志真 そうですね、これから育てていくという段階だと思います。

 そのことを、この学術大会を通じて緩和医療学会の会員にもしっかり理解していただきたいと考え、プログラムもそんな方向で組みました。

 この大会の特色は3つほどあります。1つは、緩和医療学会はちょうど15周年を迎えますので、その15年を振り返る特別講演を、緩和医療学会からは私、それから、緩和医療学会と臨床腫瘍学会と両方で活動してこられた現理事長の江口研二先生、そして日本サイコオンコロジー学会の内冨庸介先生、国立がん研究センター中央病院看護部長の丸口ミサエさん、翌日に緩和医療薬学会の鈴木勉先生。これらの人たちに、それぞれの立場から、これまでの歴史と今後の展望をお話しいただく。

 それからもう1つは、これも基本的な緩和ケアの重要な要素になるわけですけれども、新しい診療ガイドラインが2つできます。「がん疼痛のガイドライン」と「鎮静のガイドライン」が学会の直前に、金原出版から発売になります。基本的な緩和ケアが普及していくために、今後このガイドラインの整備が常に重要ですが、これを出発点にしたいと思っています。

 それから地域緩和ケアという考え方が、この数年、海外でも注目されてきています。在宅や医療施設や介護施設などがラバラに運営されているのが日本の現状ですし、世界を見ても、イギリスでもオーストラリアでもアメリカでもそういう傾向が強いんですね。そうではなくて、病院や介護施設やホスピス、緩和ケア病棟、あるいは在宅ケアといったものが連携をして、地域の中で一定の完結をしていく。患者さんは、介護施設にいても病院にいても自宅にいても同じような緩和ケアが受けられて、必要なときに入院して、そうでないときには自宅で過ごせる。こういう考え方が、かなり注目されてきています。
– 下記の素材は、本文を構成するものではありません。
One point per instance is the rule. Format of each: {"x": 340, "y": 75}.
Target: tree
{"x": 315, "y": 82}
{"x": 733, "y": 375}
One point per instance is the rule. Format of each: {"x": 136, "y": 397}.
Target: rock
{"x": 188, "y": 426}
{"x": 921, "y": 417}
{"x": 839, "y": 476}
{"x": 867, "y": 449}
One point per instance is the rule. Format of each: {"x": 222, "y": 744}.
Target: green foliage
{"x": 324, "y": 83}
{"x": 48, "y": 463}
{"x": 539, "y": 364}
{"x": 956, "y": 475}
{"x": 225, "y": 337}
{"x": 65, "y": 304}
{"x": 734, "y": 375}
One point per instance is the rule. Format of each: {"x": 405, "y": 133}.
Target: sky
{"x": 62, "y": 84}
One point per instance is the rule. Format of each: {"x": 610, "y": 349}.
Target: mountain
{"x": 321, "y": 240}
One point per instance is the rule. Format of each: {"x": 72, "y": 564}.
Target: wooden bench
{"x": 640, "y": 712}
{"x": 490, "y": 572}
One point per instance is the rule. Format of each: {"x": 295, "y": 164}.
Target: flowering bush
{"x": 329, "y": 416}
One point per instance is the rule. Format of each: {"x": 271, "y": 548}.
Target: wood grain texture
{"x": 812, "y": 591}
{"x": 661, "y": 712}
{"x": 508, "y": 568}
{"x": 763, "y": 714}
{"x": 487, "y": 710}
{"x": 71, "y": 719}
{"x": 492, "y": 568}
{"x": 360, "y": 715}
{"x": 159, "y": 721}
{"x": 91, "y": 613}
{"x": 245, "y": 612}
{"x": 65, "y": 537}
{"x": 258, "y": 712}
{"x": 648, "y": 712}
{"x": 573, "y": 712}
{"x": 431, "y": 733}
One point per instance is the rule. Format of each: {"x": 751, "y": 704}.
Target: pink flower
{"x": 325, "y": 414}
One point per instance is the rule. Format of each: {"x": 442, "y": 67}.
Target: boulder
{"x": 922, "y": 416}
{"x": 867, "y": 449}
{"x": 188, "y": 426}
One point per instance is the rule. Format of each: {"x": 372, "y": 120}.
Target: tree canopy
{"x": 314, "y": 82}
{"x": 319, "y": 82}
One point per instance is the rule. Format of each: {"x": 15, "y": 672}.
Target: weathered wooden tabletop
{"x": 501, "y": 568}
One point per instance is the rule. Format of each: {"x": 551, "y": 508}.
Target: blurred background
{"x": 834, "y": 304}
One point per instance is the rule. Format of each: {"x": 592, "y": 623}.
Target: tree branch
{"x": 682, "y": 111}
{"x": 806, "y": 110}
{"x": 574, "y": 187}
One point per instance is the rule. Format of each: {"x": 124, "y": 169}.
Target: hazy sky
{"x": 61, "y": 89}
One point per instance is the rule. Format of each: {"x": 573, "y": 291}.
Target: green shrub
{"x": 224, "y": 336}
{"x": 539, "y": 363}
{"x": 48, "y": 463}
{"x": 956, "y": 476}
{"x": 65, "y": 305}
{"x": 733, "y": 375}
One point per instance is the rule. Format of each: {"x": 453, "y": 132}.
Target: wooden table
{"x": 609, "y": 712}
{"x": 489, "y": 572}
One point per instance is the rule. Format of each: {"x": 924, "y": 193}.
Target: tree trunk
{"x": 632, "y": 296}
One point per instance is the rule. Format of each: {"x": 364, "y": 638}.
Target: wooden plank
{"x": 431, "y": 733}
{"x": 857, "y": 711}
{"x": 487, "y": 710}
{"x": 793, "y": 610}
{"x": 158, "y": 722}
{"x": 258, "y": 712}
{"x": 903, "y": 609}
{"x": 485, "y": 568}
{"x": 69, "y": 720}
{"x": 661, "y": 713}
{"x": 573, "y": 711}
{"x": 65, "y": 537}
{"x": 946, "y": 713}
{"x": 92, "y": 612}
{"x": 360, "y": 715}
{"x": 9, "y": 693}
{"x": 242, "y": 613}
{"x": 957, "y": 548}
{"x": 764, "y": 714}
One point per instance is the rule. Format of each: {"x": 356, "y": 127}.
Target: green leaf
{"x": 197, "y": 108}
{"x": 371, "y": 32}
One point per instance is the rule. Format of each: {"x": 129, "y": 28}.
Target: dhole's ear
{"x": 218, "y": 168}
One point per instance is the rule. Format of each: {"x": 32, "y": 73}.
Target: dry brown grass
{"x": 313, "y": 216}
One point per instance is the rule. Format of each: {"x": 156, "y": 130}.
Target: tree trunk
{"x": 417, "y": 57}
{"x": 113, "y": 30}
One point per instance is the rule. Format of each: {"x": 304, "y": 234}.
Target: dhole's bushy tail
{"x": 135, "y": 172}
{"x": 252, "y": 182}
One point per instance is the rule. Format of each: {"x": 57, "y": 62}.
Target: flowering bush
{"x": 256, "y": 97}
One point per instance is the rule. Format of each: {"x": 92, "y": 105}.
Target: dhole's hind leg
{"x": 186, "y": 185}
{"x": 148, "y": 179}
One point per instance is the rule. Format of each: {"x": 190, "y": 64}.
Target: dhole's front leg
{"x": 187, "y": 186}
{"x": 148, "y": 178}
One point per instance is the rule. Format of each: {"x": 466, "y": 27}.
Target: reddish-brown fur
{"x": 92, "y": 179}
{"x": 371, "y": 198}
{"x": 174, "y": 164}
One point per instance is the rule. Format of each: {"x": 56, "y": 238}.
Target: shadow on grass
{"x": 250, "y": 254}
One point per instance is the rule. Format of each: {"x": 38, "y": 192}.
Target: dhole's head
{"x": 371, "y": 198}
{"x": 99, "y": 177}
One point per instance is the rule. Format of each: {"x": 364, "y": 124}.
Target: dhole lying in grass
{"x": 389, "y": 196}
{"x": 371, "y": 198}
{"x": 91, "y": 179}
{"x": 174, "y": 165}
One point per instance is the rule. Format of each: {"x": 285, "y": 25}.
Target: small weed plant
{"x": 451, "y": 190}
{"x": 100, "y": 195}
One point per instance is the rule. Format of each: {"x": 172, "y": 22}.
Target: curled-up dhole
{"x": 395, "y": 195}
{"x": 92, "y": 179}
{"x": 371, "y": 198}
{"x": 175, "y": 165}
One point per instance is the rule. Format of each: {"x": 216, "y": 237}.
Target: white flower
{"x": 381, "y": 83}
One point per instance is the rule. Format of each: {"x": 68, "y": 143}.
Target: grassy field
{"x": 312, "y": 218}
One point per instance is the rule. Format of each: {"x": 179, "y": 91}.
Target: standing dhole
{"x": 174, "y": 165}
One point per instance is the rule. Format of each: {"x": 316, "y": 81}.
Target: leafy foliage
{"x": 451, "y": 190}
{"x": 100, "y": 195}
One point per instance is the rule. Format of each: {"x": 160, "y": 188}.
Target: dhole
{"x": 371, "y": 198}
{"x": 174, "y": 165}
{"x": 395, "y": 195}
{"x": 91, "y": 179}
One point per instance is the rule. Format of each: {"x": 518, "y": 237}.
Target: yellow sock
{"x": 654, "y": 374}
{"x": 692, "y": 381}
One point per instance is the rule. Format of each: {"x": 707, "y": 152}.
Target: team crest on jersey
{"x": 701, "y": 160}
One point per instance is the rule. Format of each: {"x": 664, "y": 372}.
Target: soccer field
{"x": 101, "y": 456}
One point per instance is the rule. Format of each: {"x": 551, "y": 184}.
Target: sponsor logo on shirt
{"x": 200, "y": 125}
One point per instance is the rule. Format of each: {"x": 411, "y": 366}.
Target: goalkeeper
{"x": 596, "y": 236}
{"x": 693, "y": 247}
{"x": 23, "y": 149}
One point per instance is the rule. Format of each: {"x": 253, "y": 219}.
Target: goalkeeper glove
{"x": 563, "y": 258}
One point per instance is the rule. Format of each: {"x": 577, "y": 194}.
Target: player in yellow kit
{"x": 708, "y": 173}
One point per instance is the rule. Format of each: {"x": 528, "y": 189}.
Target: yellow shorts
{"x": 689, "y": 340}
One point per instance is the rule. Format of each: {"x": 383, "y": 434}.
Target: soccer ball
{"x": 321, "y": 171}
 国際的にその面でいちばん進んでいるのはイギリスです。アジア・オセアニア地域で比較的進んでいるのがオーストラリアです。日本でも2008年から厚労省のがん戦略研究の一環として、地域緩和ケアの介入プログラムが、長崎と浜松と柏と鶴岡の4カ所でいま展開しています。その日本の状況に加えて、オーストラリアのDavid Brumley、それからイギリスのSam Ahmedzaiをお招きして、地域緩和ケアのシンポジウムを開催します。

 それプラス、今回初めて職種別のフォーラムを設けました。緩和医療学会というのは実は多職種の学会なんです。医師が50%、看護師が30%、そして薬剤師が10%、残りはソーシャルワーカーや臨床心理士など、非常に多彩な職種で構成されています。それは良いところもあるんですが、同時に、それぞれの職種の役割とか問題点というものが全体の中に薄まってしまって、それについての論議があまりできないということが、この15年間の一つの反省としてありました。そこで職種別のフォーラムを、それぞれの職種が自立していくきっかけにしようということで設けました。